Lila understood his need to talk. To confide in someone. What she didn’t understand was the strong urge she had to take his head to her breast and run her fingers through that short, graying hair.
“What happened today when you saw him?” That was the real question now. Neither of them had touched the food. Or their wine after the initial sip.
“I only saw the back of him. He was in an orange jumpsuit with his hands cuffed behind his back. He never turned around. Was in and out in less than a minute. He was indicted on charges of first-degree murder and kidnapping. Pleaded not guilty, said that he would be hiring an attorney to replace his court-appointed one, was remanded and held without bail, and they led him away.”
About the best-case scenario, given the current circumstances. But Edward’s frown, his fingers rubbing across his palm over and over, indicated otherwise.
Lila’s stomach tightened. “Did Chantel speak with him?”
Something had happened. That much was for sure. And Edward had internalized it, whatever it was. He’d dealt with it by staying close to the granddaughter who, like her mother, didn’t give any sign of returning his affection. One might think that Cara had soured her daughter against Edward, except that Joy had not known, until she’d been told several weeks ago, that he’d even existed.
“He agreed to speak with Chantel,” Edward said now, his fingers still busy against his palm. When Lila barely caught herself before reaching out to take that hand in her own, she slid her hands under her thighs.
“The first thing he did was ask Chantel if anyone had found his wife. Chantel was convinced that he was honestly worried about Cara. That he has no idea where she is. She said he had tears in his eyes when she told him that no one had reported seeing her.”
“So...if Shawn didn’t kill her, this means she’s probably still alive.” Lila tried to keep the excitement out of her voice. She was relied upon to instill calm.
Edward merely shrugged. “If he didn’t kill her, where is she? And why hasn’t she contacted anyone? By all accounts, my daughter doted on her daughter. From everything we’ve heard, Cara would die before she’d abandon Joy.”
“Maybe she thinks Joy is safe with Mary.”
He shook his head. “It’s been all over the news in both Nevada and California that Shawn is in jail—partially due to the alert put out about Cara’s abduction and the vehicle they were in.”
“Maybe she’s in the hospital someplace with amnesia...” She was grasping. But she had this strong urge to ease his pain. To give him hope.
When she knew that her responsibility was to help him accept what was and find a way to move forward.
Hope was the basis of all healing. But relying on false hope meant avoiding that healing. She, of all people, knew that.
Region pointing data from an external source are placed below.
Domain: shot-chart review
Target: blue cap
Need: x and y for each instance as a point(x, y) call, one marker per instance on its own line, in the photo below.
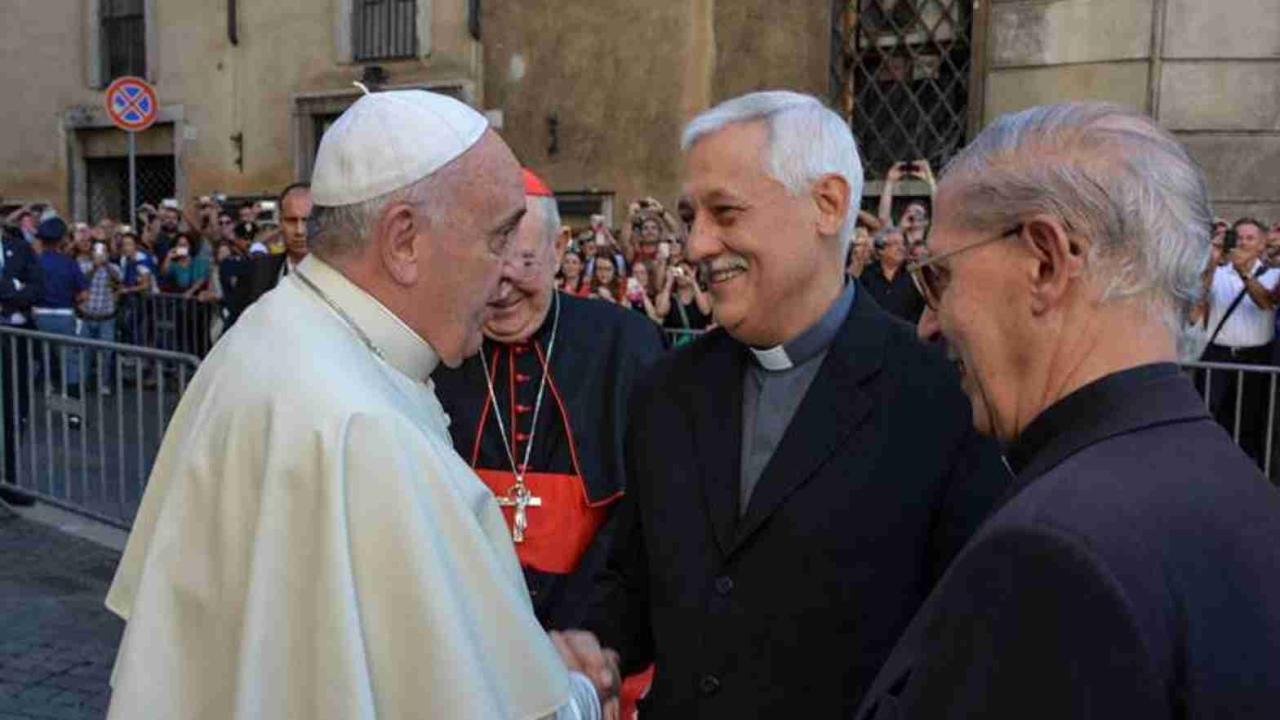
point(53, 228)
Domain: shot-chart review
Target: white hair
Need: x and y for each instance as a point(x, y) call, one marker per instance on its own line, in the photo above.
point(551, 214)
point(805, 141)
point(1110, 174)
point(338, 231)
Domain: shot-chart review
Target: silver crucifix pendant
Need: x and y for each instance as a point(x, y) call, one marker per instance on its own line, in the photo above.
point(521, 500)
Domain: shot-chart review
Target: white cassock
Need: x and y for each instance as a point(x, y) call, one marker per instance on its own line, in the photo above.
point(311, 546)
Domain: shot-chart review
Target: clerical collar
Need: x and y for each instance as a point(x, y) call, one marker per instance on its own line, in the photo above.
point(402, 349)
point(1083, 414)
point(810, 342)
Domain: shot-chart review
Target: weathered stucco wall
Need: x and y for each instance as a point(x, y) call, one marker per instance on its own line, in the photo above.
point(1210, 72)
point(771, 45)
point(622, 78)
point(287, 48)
point(612, 74)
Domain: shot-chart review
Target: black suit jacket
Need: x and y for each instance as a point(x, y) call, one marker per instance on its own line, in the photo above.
point(22, 265)
point(1136, 573)
point(260, 277)
point(878, 481)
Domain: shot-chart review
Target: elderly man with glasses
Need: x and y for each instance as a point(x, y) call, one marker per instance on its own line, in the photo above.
point(1132, 569)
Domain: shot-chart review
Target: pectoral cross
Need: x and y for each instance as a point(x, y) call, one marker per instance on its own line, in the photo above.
point(520, 499)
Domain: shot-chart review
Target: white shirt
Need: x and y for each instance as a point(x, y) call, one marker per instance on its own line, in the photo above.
point(1248, 326)
point(311, 546)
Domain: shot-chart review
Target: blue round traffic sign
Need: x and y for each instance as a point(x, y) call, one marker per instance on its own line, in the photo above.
point(132, 104)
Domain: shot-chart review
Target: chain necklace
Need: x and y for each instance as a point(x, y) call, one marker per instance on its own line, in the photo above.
point(342, 314)
point(519, 496)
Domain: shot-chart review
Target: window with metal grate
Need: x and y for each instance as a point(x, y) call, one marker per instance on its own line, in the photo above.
point(900, 71)
point(383, 30)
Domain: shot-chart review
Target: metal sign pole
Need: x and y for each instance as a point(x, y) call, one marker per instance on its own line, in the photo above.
point(133, 182)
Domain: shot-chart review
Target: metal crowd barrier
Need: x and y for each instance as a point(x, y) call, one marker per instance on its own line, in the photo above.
point(168, 322)
point(82, 419)
point(1243, 400)
point(679, 338)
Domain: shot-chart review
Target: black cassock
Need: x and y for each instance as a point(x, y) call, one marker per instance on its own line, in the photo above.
point(575, 466)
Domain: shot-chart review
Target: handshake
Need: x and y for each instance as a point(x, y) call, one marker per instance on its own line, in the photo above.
point(581, 652)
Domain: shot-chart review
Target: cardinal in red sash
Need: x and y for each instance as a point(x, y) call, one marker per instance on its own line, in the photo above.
point(540, 414)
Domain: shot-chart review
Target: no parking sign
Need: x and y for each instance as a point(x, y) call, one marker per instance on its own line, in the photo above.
point(131, 104)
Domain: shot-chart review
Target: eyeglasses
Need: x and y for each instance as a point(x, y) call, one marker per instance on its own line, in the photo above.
point(932, 281)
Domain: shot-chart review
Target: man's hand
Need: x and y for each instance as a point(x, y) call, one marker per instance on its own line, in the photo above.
point(1240, 260)
point(583, 652)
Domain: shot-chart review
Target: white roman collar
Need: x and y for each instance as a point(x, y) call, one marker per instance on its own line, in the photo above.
point(773, 359)
point(403, 349)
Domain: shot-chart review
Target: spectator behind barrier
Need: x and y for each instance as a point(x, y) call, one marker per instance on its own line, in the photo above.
point(1239, 313)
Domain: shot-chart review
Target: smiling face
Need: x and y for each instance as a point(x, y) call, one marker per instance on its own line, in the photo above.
point(640, 272)
point(650, 231)
point(983, 313)
point(604, 272)
point(1249, 240)
point(465, 246)
point(895, 250)
point(528, 279)
point(571, 267)
point(295, 213)
point(755, 240)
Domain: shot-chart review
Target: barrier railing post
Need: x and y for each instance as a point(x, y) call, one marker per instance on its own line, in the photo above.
point(80, 475)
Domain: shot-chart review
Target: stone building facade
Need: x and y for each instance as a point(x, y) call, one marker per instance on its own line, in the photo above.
point(593, 92)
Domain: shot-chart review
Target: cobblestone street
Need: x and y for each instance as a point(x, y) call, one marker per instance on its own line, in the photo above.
point(56, 638)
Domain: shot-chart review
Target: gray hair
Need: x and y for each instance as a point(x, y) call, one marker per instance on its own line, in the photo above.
point(1110, 174)
point(551, 214)
point(805, 141)
point(337, 232)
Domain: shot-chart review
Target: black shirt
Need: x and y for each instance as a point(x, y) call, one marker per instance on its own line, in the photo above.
point(1080, 418)
point(675, 320)
point(897, 296)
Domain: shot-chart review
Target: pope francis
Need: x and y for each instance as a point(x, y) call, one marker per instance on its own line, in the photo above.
point(310, 545)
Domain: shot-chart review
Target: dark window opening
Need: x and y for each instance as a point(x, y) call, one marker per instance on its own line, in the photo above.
point(123, 40)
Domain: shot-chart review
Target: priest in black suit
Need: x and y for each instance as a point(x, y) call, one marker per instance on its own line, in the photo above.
point(1132, 570)
point(542, 413)
point(801, 477)
point(264, 272)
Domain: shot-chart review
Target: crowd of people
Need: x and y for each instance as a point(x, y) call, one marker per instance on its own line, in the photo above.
point(471, 472)
point(95, 277)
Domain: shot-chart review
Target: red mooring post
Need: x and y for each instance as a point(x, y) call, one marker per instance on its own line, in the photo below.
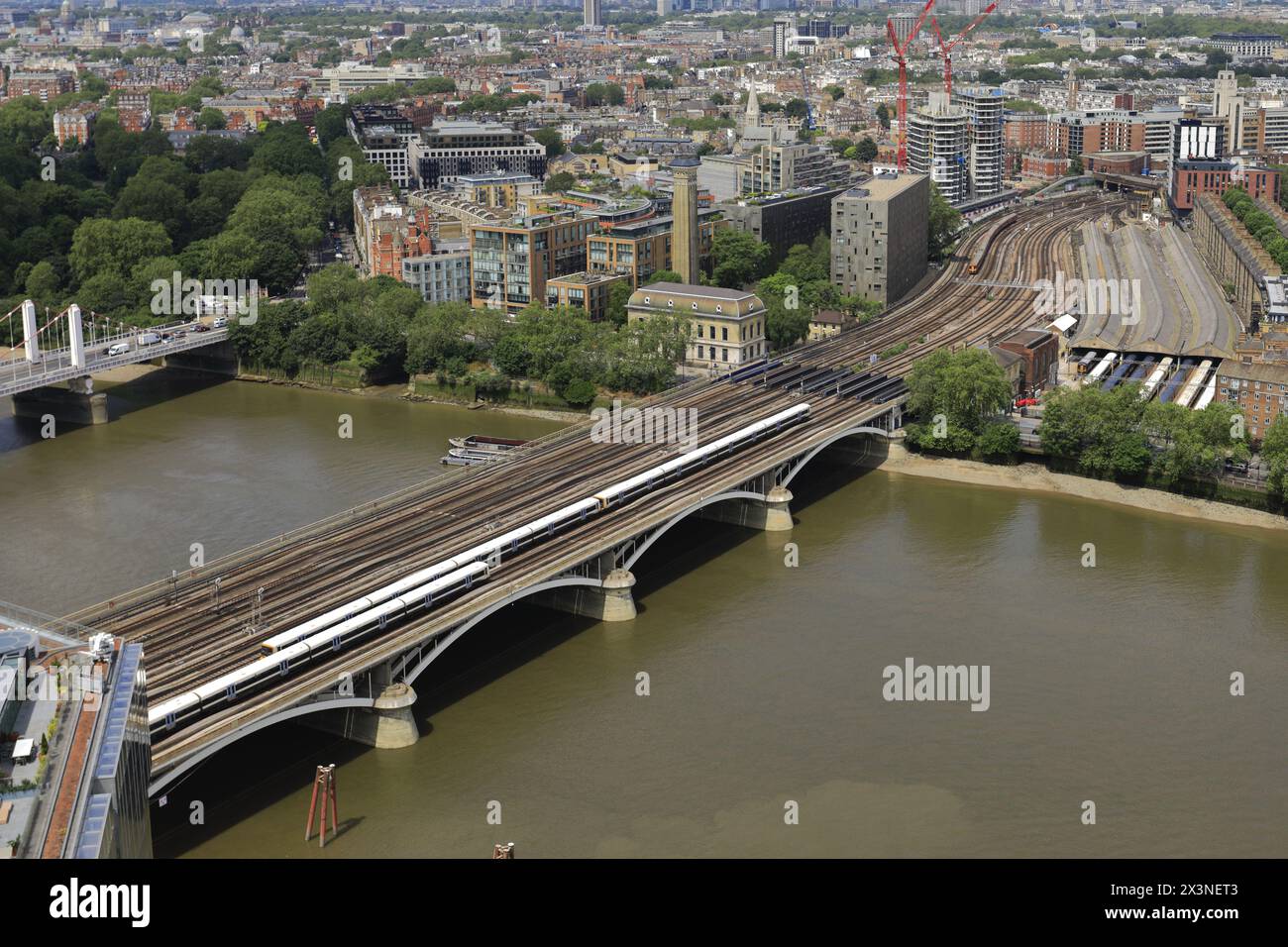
point(325, 781)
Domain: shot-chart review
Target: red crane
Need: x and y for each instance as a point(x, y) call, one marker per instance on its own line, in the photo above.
point(902, 103)
point(945, 50)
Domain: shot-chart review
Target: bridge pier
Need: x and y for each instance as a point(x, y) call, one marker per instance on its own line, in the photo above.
point(612, 600)
point(772, 514)
point(386, 725)
point(72, 405)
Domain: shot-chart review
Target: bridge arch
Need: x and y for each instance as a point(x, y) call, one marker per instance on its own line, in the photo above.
point(818, 449)
point(241, 732)
point(451, 637)
point(684, 514)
“There’s more.” He sounded the same as he had all along. But she was sitting close enough to see the nuances on his face, the tightening of the cords in his neck as though he was struggling to hold back tears.
It was then that Lila knew Edward needed a friend that night. And that she was going to have to get whatever was going on with her under control, because she couldn’t turn her back on a family member in need.